In retrospettiva, mi chiedo perché ho preso un momento per rassicurarlo. Forse è venuto da un istinto inculturato di aggiungere “non tutti gli uomini” quando si parla di sessismo, forse è venuto dal mio profondo desiderio di mettere via la mia paranoia post-Weinstein. Non tutti gli uomini sono stupratori, ma ogni uomo può essere uno stupratore, e questo è qualcosa che so e che lavoro attivamente per non sapere. Sono stufo di pensare e parlare e scrivere di abusi, ma la conversazione nazionale è onnipresente e ineludibile, e nonostante la mia stanchezza, era ora.

Dall’autunno, ho notato che gli hashtag SHA spuntano di nuovo nei miei feed dei social media – hashtag di iniziali di uomini o talvolta nomi completi. Queste stringhe non possono essere decriptate, ma se sai o sospetti quale sia la soluzione, puoi provare ad eseguire lo stesso algoritmo e vedere se l’hash corrisponde. Le donne descrivono come loro o un’amica sono state molestate o aggredite, descrivono in termini vaghi l’uomo in questione. E poi pubblicano l’hash, così le loro amiche possono controllare se sono state attaccate dallo stesso uomo.

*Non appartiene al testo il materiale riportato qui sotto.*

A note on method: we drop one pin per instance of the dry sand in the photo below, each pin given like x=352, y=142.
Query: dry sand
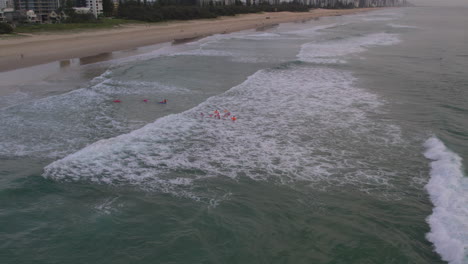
x=43, y=48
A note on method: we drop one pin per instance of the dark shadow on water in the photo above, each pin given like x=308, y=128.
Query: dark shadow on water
x=96, y=58
x=186, y=40
x=266, y=27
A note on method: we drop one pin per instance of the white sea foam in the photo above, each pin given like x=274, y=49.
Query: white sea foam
x=400, y=26
x=330, y=51
x=121, y=87
x=288, y=123
x=315, y=30
x=204, y=52
x=448, y=189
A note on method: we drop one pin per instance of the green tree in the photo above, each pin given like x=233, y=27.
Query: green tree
x=107, y=7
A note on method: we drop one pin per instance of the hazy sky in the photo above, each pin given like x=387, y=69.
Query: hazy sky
x=440, y=2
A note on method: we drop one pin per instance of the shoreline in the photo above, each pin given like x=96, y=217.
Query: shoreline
x=36, y=49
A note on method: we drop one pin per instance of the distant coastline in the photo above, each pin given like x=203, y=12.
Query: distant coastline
x=38, y=49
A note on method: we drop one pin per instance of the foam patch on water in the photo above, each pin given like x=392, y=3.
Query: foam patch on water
x=294, y=125
x=315, y=30
x=400, y=26
x=204, y=52
x=448, y=189
x=14, y=98
x=122, y=87
x=330, y=51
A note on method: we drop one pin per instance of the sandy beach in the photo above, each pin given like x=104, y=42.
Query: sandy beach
x=43, y=48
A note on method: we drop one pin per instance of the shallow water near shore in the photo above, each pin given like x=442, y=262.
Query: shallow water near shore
x=349, y=147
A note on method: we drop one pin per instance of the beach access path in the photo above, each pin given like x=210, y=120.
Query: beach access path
x=35, y=49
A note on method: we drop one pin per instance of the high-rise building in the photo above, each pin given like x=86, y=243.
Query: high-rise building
x=95, y=6
x=42, y=8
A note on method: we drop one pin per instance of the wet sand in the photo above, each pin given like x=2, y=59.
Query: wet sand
x=37, y=49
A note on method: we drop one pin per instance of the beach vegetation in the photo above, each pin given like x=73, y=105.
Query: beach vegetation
x=186, y=10
x=98, y=24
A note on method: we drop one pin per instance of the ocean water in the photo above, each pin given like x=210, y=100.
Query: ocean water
x=350, y=146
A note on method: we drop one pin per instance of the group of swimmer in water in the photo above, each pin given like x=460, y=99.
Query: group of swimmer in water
x=144, y=100
x=217, y=114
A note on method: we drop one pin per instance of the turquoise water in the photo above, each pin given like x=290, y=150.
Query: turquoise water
x=349, y=147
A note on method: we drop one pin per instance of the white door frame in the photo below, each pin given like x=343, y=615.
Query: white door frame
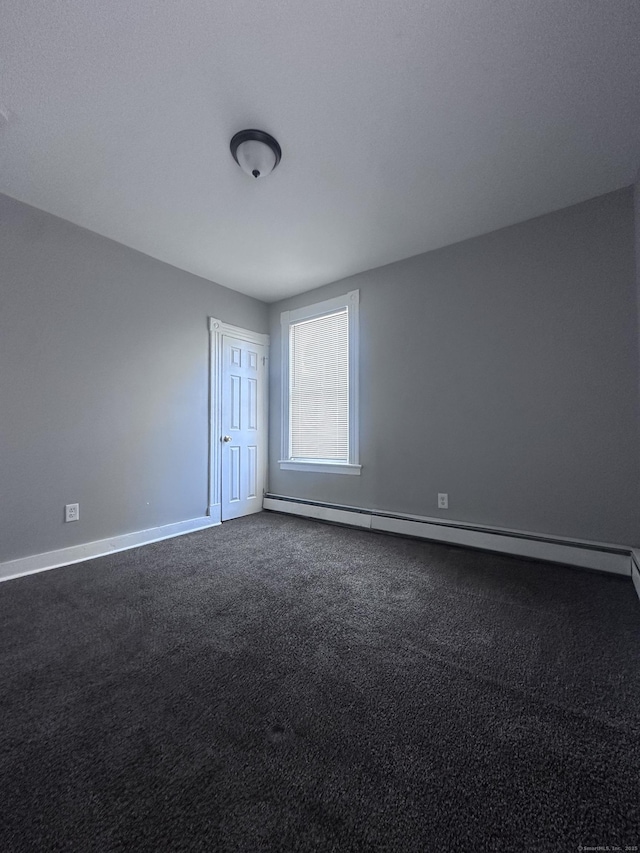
x=216, y=330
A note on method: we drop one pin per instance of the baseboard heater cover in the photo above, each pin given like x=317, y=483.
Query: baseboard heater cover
x=100, y=548
x=589, y=555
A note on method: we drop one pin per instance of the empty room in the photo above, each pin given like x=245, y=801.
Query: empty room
x=319, y=426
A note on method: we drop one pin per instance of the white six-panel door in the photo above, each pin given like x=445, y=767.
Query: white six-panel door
x=243, y=444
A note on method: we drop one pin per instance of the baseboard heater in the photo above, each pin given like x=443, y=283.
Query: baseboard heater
x=615, y=559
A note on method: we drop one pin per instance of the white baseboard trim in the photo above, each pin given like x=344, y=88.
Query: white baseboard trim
x=77, y=553
x=635, y=570
x=615, y=559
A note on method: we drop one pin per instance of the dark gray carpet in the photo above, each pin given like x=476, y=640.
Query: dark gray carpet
x=277, y=684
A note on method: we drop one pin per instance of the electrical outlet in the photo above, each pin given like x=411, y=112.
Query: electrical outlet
x=72, y=512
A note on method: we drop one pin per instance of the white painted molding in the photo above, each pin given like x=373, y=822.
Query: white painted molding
x=635, y=570
x=589, y=555
x=236, y=332
x=100, y=548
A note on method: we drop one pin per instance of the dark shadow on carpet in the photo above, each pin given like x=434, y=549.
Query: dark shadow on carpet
x=276, y=684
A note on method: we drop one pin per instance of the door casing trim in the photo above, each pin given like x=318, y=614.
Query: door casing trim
x=217, y=329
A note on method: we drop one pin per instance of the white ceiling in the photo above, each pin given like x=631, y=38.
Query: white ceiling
x=405, y=125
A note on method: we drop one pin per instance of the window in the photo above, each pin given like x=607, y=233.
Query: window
x=320, y=387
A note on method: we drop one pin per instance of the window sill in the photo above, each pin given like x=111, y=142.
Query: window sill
x=319, y=467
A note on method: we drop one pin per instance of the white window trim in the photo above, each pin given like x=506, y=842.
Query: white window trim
x=351, y=301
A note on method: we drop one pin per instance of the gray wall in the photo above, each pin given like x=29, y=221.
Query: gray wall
x=103, y=384
x=502, y=370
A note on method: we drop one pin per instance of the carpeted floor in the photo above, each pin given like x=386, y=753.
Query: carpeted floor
x=276, y=684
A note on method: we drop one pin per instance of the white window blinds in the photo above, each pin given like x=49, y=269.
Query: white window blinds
x=319, y=387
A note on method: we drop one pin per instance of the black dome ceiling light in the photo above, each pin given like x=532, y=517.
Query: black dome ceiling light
x=256, y=152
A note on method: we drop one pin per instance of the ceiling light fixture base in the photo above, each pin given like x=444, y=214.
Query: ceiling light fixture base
x=256, y=152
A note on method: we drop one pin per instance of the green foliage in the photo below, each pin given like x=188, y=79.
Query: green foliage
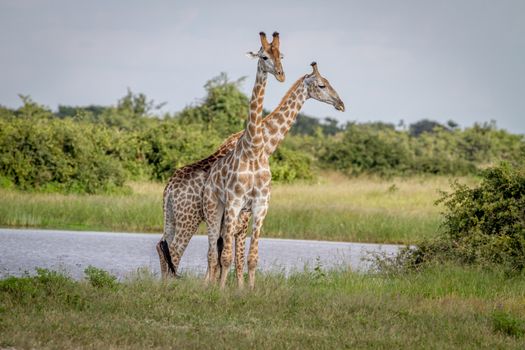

È un passo avanti rispetto al foglio di calcolo “Shitty Media Men” che è diventato virale un paio di mesi fa, un mezzo per condividere informazioni che è abbastanza facile tra le donne che sono capaci di aprire una finestra della linea di comando ed eseguire SHA-256 sul nome di un uomo – donne che si occupano professionalmente di segreti, privacy, verità e verifica. Queste sono donne le cui capacità tecniche, il cui posto nel loro mondo, sono state a lungo messe in discussione. Sono state trattate come falsi, poser, intrusi e caramelle da braccio. Ma sono qui e sono sempre state qui. E quando tutti gli uomini cattivi che “fanno un buon lavoro” sono caduti dai loro piedistalli, quelle donne stanno aspettando, pronte ad ereditare l’industria tecnologica.